Sigue un anuncio que dice: “Se busca perro grande para achicarlo”.
“¿Es éste, pues, el tono de una Ocampo y, más aún, de una Victoria Ocampo, ante uno de los innumerables genios franceses? Pero chiquilla, aunque no fueses Victoria sino la más humilde y más inmadura de las hermosas hijas de esta tierra, no te conviene arrodillarte ante nadie fuera de Nuestro Señor Jesucristo. Levántate y mira a tu alrededor con más serenidad. Ese asunto de la inmadurez y de la madurez europea está ya muy gastado. Ni América es tan inmadura, ni Europa es tan madura. El que quiere conseguir la soberanía espiritual frente a las personas y culturas mayores debe comprender primero: que los mayores también son inmaduros aunque en distinto plano: segundo, que nos conviene apoyarnos firmemente sobre nuestra propia realidad. Sobre estas dos verdades, como sobre dos pilares, se basará de ahora en adelante la política intercontinental de nuestro discreto pero eficaz Comité de Resistencia.”

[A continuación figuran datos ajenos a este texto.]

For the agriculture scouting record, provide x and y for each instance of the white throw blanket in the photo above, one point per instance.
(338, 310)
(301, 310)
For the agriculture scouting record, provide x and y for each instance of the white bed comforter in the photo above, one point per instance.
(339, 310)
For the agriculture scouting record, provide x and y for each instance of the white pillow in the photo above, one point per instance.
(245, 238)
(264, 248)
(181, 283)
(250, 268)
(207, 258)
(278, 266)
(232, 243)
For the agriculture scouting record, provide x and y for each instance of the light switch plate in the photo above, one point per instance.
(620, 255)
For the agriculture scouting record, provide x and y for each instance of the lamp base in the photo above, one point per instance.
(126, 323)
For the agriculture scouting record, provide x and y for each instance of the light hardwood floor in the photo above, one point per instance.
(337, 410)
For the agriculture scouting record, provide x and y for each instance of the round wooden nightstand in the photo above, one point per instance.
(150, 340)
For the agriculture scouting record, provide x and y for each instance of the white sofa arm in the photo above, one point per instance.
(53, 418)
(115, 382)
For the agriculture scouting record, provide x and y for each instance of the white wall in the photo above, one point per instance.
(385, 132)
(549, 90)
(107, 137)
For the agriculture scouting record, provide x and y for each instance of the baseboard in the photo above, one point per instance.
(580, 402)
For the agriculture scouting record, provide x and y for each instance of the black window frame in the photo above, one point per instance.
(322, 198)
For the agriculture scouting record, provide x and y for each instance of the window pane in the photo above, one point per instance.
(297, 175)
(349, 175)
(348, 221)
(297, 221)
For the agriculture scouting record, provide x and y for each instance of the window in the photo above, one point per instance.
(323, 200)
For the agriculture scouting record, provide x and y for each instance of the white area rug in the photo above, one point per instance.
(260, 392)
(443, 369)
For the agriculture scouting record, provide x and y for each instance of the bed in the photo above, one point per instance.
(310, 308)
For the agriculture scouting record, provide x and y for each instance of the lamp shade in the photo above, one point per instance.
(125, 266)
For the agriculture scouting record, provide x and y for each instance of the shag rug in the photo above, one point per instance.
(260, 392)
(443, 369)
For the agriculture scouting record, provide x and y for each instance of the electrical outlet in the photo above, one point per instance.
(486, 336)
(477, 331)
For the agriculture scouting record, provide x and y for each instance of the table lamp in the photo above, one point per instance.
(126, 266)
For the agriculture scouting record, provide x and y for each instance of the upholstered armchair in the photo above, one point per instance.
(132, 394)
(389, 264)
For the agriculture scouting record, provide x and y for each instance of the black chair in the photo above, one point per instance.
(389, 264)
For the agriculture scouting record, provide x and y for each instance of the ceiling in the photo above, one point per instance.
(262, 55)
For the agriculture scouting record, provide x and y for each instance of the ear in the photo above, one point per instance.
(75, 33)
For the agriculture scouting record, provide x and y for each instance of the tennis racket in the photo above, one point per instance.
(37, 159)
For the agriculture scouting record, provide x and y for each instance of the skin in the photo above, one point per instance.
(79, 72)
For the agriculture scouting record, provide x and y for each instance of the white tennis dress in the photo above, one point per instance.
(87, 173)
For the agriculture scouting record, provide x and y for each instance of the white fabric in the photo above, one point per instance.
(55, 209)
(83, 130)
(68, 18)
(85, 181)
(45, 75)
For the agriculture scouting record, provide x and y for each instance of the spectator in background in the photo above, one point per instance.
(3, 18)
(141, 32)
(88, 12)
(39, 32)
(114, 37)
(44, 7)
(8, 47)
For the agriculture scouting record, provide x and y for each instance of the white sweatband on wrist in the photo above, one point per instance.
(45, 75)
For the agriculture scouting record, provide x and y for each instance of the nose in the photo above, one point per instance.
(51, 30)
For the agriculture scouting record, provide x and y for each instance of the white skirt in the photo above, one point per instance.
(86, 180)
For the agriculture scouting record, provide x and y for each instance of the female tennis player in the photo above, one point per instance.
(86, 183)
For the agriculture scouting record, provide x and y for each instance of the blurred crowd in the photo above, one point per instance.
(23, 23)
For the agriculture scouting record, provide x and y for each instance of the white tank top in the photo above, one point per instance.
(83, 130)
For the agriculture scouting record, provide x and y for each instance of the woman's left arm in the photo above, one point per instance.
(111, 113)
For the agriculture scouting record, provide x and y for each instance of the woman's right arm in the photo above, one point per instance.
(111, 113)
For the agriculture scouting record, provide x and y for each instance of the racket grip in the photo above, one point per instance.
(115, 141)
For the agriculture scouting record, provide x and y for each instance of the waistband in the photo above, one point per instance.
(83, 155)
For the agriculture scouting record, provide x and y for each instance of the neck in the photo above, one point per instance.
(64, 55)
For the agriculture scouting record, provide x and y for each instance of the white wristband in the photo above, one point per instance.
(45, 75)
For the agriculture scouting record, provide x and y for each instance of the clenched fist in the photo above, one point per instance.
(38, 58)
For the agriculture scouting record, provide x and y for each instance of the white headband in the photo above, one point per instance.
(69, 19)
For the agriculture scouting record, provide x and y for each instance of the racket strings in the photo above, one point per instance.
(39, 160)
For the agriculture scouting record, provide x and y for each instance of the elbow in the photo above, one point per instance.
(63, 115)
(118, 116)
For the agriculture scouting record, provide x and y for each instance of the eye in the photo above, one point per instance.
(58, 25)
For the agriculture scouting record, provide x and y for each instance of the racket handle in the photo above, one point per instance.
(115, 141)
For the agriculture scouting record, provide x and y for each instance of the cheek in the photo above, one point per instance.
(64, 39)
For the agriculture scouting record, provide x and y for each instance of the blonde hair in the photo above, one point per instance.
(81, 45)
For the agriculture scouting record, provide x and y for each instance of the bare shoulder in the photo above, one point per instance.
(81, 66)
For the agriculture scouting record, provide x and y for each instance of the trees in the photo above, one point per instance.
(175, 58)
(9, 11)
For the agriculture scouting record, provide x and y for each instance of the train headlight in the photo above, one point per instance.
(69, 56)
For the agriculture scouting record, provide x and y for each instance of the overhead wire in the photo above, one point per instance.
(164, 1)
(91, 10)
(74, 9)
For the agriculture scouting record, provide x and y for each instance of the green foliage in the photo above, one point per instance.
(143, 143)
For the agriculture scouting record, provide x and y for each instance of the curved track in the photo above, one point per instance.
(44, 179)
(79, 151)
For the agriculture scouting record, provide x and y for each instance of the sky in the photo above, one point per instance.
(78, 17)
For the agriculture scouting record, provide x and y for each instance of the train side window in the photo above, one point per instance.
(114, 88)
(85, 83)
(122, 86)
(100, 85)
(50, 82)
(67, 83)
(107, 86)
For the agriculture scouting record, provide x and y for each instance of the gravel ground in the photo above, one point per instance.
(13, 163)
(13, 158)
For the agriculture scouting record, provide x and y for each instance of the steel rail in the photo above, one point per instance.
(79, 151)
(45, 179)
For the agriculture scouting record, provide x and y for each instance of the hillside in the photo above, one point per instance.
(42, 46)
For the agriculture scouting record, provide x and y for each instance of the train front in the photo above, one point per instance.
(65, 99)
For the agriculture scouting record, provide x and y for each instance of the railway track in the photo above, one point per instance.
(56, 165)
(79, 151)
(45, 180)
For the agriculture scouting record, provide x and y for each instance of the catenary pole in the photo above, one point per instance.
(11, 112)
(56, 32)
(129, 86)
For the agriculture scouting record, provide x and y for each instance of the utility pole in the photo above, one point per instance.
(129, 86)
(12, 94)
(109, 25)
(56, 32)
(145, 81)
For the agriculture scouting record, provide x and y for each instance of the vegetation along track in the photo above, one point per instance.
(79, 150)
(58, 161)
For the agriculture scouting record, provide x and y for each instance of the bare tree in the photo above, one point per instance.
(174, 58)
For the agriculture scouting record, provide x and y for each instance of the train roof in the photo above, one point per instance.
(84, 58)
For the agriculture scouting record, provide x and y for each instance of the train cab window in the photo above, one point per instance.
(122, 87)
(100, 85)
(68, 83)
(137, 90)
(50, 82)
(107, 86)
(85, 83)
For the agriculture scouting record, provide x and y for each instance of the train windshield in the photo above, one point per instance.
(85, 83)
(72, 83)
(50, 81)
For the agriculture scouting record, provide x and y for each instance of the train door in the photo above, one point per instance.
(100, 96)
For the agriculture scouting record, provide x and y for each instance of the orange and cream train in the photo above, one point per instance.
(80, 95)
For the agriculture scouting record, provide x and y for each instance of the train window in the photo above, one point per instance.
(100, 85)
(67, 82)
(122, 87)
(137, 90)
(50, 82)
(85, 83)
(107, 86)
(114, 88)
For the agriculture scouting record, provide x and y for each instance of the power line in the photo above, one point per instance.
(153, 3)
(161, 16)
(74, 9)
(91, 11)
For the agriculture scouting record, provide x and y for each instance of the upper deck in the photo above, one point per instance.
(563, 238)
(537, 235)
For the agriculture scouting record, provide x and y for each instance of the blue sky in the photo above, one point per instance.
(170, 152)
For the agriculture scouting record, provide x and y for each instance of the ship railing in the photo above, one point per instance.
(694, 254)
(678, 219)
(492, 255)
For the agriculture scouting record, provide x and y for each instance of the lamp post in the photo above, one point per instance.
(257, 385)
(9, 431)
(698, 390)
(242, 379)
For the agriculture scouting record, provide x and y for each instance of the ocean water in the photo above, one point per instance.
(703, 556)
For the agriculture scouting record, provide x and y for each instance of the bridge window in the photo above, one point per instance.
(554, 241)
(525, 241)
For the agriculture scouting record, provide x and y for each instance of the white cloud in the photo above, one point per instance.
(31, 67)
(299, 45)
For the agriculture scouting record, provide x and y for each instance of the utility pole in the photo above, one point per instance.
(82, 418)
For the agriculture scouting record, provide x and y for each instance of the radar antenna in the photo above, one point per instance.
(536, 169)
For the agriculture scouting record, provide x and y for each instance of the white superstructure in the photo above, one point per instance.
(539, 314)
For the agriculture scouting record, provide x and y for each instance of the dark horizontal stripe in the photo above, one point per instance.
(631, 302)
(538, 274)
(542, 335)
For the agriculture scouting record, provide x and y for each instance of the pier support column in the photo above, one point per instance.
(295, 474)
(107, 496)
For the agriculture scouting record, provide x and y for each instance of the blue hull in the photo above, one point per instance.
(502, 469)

Se anuncia: “Un perro lindo y grande con cachorros y dos perras”. Después de otro anuncio: “Dos perros bien alimentados en estado de descomposición”, viene la palabra final.
“PALABRA FINAL: Si has perdido la sensibilidad para las verdades frescas y sencillas, si te falta el sentido del humor y de la poesía y no sabes divertirte con los perros como un niño, no leas, te lo rogamos, nuestra Revista. Pero a lo mejor también se te escapa la profunda seriedad de esta bella Aurora que sólo finge ser ingenua... por ser muy pequeña... Hazla crecer y verás entonces con qué ímpetu (tibio y discreto) se abalanzará sobre tus demonios. No digas que éstas son macanas, metiéndote el dedo en la nariz con aire de superioridad y suficiencia. Tienes que saber que el Comité mandó a pasear su inteligente perrita para palpar el ambiente y comprobar cómo vas a reaccionar frente a un Espíritu bienhechor y nuevo. Sólo por casualidad y por gusto hemos empezado con París y Victoria Ocampo, pues del mismo modo podríamos empezar con Barletta y su Teatro del Pueblo. Debes leer en estas dos páginas más de lo que está escrito... y tratar de reconstruir el esqueleto de nuestro perro a base de este hueso que te regalamos.”r
Tomado de Russovich, Alejandro. “Quién es Witold Gombrowicz” en Abraham, Tomás. Vidas filosóficas. Buenos Aires, Eudeba, 1999.